Before you start logging clips, think about the filenaming scheme you want to use for
your project. It’s easier to edit when you have an organized naming system, especially if
there are several people working on a project at one time. This will help you avoid
duplicate clip names.


Captured media files are named after the clips that are used to capture

them. You should avoid certain characters in your filenames. For more information, see

Filenaming Considerations

” on page 37.

Logging Suggestions for Projects That Are Tightly Scripted
These include narrative and educational projects or projects with scripts that actors
adhere to. Projects like this can benefit from:

 Using the Description field to name each separate shot.
 The auto-incrementing numbers in the logging fields. Each time you log a clip the

number at the end of a logging field is automatically incremented so you can focus
on logging the content of your footage. Use this feature to keep track of where your
clips fit into the overall script.

 Using the Good checkbox to identify the takes you want to use while editing. Your

first impression is important, and you might forget what it was later on. When you’re
ready to start capturing your clips, you can use the Find command (or sort by the
Good column in the Browser), to select only the clips you’ve marked as good, and
then capture them, if you like.

Logging Suggestions for Documentary-Style Projects
These include not only documentaries, but any kind of project where the majority of your
material is unscripted interviews, found footage, or previously recorded or stock material.

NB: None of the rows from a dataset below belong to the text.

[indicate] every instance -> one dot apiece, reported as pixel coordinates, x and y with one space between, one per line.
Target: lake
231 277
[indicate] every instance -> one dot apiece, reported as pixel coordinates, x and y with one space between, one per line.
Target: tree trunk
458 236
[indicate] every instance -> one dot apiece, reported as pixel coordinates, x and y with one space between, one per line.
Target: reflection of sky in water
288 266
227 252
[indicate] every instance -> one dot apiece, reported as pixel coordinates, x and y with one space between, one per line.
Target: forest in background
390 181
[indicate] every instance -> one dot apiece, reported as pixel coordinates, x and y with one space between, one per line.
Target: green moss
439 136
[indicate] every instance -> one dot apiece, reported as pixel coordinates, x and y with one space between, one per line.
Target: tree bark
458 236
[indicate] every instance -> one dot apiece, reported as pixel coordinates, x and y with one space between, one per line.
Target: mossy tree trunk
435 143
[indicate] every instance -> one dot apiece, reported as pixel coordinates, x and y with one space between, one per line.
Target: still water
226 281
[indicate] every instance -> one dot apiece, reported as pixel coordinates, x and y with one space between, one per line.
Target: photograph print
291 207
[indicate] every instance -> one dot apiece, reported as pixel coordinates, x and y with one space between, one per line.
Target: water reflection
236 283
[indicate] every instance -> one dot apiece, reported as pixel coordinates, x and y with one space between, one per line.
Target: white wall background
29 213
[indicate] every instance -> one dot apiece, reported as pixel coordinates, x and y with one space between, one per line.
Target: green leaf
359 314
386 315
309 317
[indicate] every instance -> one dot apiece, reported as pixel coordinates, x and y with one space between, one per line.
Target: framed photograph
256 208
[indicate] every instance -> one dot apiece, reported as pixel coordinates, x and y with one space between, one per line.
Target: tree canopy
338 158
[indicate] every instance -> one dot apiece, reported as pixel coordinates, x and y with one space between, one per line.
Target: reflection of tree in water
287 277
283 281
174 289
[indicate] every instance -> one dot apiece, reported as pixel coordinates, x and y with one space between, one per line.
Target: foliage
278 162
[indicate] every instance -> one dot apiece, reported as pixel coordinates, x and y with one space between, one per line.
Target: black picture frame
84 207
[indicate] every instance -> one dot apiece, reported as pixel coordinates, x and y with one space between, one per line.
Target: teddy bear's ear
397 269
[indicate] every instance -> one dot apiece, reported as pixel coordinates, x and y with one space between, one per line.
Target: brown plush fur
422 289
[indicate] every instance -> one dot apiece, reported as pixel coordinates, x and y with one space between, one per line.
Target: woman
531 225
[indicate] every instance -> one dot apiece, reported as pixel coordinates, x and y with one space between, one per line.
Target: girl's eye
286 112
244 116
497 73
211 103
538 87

 Use the Prompt checkbox to enter clip names as you think of them. It’s a good idea

to identify clips by their content, as well as by where you might use them in
your project.

 You can use the Notes field in the Prompt window (where you enter the name of a

logged clip) to enter the scene number where you think that clip might be placed.
Later, you can sort your clips in the Browser by the Notes column and all of your clips
will be grouped by scene number.

 Use markers, especially if you’re logging long takes. Markers can remind you, later on

when you’re editing, of sections of video that you liked.

 Feel free to log more clips than you intend to capture. Especially when editing an

unscripted piece, you never know when you’re going to need an alternate take or a
B-roll shot that you didn’t initially think you’d use. If you log all of the shots on a
given reel for reference, you can use the Good checkbox to mark the shots that you
know you want to capture right away. You can then store the other offline shots in a
separate bin for reference. If you need these shots later on, it’s easy to select and
batch capture them.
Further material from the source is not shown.